Disappointing results for Chinese vaccines are a setback for the developing world

The lukewarm results could also be problematic for Chinese officials, as they consider the effectiveness of the vaccines made by Sinovac and Sinopharm. Although the vaccines were not approved by the regulations, and data from late stages of trials were not released, Beijing gave them to thousands of Chinese people under an emergency use policy; it plans to vaccinate 50 million people by next month.

State media in China have downplayed the news from Brazil. Global Times, a state-run nationalist pony newspaper, posted a headline saying the Sinovac vaccine was “100 percent effective in preventing serious cases, which could reduce hospitalizations by 80 percent.”

The new data could increase skepticism among people around the world who are already wary of Chinese-made vaccines, as the country has a history of vaccine quality scandals. A study by the Chinese University of Hong Kong found that only 37.2 percent of respondents in Hong Kong were willing to be vaccinated.

Scientists have already raised questions about the way in which efficacy data on Chinese vaccines have been released. Indonesia said on Monday that CoronaVac had an efficiency rate of 65.3 percent in the interim analysis. Last month, Turkey said it had an efficiency rate of 91.25 percent, but it was based on preliminary results from a small clinical trial.

The vaccine has long had a political dimension in Brazil. President Jair Bolsonaro spoke ridiculously about CoronaVac, which fueled a growing anti-vaccination movement in the country, where more than 200,000 people died from Covid-19. The vaccine was put forward by São Paulo governor João Doria, who is expected to be elected president in 2022 and is among Bolsonaro’s most outspoken critics.

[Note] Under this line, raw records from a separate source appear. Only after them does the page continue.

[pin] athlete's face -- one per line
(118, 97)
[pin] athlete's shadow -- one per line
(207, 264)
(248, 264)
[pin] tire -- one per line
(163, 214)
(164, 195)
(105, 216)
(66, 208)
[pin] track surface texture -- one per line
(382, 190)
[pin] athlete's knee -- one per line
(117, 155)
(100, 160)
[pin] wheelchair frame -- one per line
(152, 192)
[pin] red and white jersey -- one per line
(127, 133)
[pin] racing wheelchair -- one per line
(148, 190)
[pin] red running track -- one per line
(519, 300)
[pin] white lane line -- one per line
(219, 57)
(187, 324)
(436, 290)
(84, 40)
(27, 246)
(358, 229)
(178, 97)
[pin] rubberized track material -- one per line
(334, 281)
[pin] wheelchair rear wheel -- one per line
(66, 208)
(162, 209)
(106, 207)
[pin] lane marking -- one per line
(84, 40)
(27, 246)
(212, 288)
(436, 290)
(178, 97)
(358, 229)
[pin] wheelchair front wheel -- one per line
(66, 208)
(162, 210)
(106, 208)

In Brazil, officials say the higher efficacy rate announced by CoronaVac earlier relates to the protection it provided against the development of Covid-19 symptoms that were significant enough to require treatment. While officials claimed last week that the vaccine provided absolute protection against moderate to severe symptoms, they did not disclose another group that had “very mild” infections, despite the vaccination.

Denise Garrett, a Brazilian-American epidemiologist and vaccine expert, said there was no reason to doubt the safety of CoronaVac, adding that the data so far had suggested it would provide a satisfactory level of protection. But dr. Garrett said the vague and sometimes misleading way in which information about the vaccine was disclosed could scare people’s confidence in its reliability and fuel the political battle over the vaccine.